We now have a compiler translating a reasonable subset of the Scheme programming language to Unlambda. In theory, we can now program to our heart's delight, compile the program to Unlambda and see it run. In practice, however, we still have one serious problem: The Unlambda programs get much too big. A simple program which reads two binary numbers, represents them as lists of booleans (in binary representation), adds them, and outputs the resulting binary number, compiles to an Unlambda program about 18MB in size. The original Scheme code is less than 50 lines. Running the program on my 1GB RAM machine is impossible because it uses too much memory. Clearly something must be done.

As I have already mentioned in the introduction, the result of this code growth is the process of abstraction elimination. For every single increase in nested lambda depth, the generated code grows by a factor of about three, and not very much can be done about it, except to keep lambdas shallow.

An important observation about abstraction elimination is that if one uses only some pre-fabricated functions and just applies them to each other, the lambda depth does not increase beyond that of those functions. Another observation is that constructing lists (via cons) only uses pre-fabricated functions which are applied to each other. In other words, we can construct lists of arbitrary length and depth without going beyond a fixed, very shallow, lambda depth. The result is that Unlambda programs representing lists only grow linearly with relation to the size of the list, not exponentially.

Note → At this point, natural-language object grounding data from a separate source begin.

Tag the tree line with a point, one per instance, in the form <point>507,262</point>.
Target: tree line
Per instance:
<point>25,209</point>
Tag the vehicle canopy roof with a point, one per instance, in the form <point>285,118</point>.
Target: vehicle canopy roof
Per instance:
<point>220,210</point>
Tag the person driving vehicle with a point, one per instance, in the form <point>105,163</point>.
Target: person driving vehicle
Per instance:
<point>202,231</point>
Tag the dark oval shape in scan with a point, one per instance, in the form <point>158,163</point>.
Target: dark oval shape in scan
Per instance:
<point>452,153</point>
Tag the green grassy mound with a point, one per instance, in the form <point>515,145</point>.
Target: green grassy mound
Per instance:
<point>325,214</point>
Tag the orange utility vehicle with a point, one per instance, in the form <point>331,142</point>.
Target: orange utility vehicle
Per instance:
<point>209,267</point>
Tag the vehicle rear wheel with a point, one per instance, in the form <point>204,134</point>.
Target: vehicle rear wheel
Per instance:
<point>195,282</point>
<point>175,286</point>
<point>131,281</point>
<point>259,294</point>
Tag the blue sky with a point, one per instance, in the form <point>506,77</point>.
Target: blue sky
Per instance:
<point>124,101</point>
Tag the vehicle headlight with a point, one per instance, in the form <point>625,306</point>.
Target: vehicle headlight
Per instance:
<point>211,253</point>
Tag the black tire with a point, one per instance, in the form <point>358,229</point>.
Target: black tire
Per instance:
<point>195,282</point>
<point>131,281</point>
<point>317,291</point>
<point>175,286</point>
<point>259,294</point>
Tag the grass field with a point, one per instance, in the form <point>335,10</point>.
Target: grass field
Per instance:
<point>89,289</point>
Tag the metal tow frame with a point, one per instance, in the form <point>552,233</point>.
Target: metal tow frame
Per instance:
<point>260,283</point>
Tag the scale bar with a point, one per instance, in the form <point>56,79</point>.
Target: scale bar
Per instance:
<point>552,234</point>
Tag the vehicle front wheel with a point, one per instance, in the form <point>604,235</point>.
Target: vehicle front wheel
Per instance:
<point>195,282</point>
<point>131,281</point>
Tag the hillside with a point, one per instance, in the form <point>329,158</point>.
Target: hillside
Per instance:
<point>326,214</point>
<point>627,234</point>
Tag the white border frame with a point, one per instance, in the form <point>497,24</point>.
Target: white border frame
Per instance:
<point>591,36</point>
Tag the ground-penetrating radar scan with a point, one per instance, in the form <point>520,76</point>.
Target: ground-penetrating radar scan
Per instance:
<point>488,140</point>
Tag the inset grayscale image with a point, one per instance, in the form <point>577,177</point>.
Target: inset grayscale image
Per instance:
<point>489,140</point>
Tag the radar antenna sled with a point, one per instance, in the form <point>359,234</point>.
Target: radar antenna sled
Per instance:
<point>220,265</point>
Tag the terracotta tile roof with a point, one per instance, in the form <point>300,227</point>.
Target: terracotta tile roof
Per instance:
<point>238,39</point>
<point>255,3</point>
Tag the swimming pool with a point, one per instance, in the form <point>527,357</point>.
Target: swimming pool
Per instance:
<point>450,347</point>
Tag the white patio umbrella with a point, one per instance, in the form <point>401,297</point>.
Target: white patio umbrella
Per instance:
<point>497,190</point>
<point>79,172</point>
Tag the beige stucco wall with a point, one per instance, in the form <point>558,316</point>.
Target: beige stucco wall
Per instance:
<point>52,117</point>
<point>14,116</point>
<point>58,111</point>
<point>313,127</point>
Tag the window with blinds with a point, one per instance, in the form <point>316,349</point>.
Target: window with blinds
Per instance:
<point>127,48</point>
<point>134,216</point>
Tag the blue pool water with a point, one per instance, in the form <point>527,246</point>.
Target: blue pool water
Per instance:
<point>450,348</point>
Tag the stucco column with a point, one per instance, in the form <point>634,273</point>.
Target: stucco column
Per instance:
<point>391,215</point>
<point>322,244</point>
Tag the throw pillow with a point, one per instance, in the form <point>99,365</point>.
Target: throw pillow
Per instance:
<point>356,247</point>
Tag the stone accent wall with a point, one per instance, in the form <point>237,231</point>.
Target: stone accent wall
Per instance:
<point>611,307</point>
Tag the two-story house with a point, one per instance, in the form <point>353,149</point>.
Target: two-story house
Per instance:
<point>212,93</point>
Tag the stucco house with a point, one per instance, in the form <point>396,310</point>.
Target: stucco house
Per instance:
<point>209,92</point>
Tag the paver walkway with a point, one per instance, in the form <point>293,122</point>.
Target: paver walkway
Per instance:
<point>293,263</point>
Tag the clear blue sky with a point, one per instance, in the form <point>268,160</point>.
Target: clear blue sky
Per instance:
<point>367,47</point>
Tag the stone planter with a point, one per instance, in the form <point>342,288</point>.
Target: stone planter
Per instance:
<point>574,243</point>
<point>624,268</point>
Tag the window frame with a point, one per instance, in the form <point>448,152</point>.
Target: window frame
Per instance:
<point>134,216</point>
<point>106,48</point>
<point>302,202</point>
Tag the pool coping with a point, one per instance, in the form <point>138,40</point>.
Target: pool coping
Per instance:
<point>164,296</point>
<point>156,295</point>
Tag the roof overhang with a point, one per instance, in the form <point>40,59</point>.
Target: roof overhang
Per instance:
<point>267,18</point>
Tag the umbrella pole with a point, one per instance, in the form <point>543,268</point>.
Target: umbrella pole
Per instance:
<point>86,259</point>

Since a Scheme program is nothing but a list, we could in theory write a Scheme interpreter in Scheme, compile it to Unlambda, and then have a way of executing arbitrary Scheme programs in Unlambda without exponential growth. Of course, a full Scheme interpreter - even for our limited subset - would be far too big as an Unlambda program, but it is possible to translate Scheme to a very simple list representation, which can then be interpreted by an Unlambda program.

I have discussed above how to translate the most important Scheme language features into pure lambda calculus. Now I'll discuss how to transform lambda calculus into something more appropriate for direct interpretation.

An expression in pure lambda calculus can be of one out of three types:

  • An application. In Scheme syntax: (F A). F if the expression which evaluates to the function, which is applied to the result of the evaluation of A.

  • A lambda expression (with one argument), which constructs a function. In Scheme: (lambda (X) B). X is the name of the argument, B is the body expression.

  • A variable reference. The variable must be the argument of some enclosing lambda expression.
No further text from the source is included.